Should a first-time real estate fund sponsor include deal-level pro formas in the pitch deck?

No. Deal-level pro formas belong in the data room, not the pitch deck. Institutional LPs are evaluating the fund manager, not individual assets. Substituting deal pro formas for fund-level projections signals that the sponsor is still thinking like a syndicator. The deck should show how the fund performs as a portfolio, including the impact of deployment lag, recycling, fees, carry, and diversification across assets.

What happens if the projection numbers in the pitch deck do not match the PPM?

Inconsistency between the pitch deck and the PPM is a serious credibility problem. LP legal counsel and fund consultants review both documents in parallel. If the deck shows a net IRR range and the PPM discloses different fee assumptions or a different carry structure, LPs will flag it during diligence. In most cases, the inconsistency either stalls the raise or forces a re-documentation process that delays closing by months.

What benchmark should a first-time real estate fund sponsor use for projection context?

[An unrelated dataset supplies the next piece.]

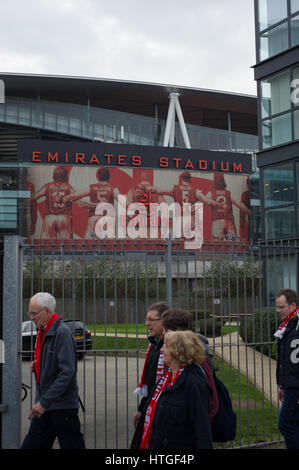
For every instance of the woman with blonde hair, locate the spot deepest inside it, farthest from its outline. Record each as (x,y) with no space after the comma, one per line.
(177,414)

The benchmark depends on strategy. For core-plus and value-add multifamily, sponsors should reference NCREIF property index returns and peer fund data from institutional consultants. For opportunistic or development strategies, the benchmark is typically a target net IRR range relative to the risk profile and hold period, with explicit acknowledgment of where cap rates, expense ratios, and financing costs currently sit. In 2026, that means accounting for cap rates ranging from 4.5% to 7.75% depending on asset class, and expense ratios that have moved from the mid-30% range toward 50% or higher in many markets.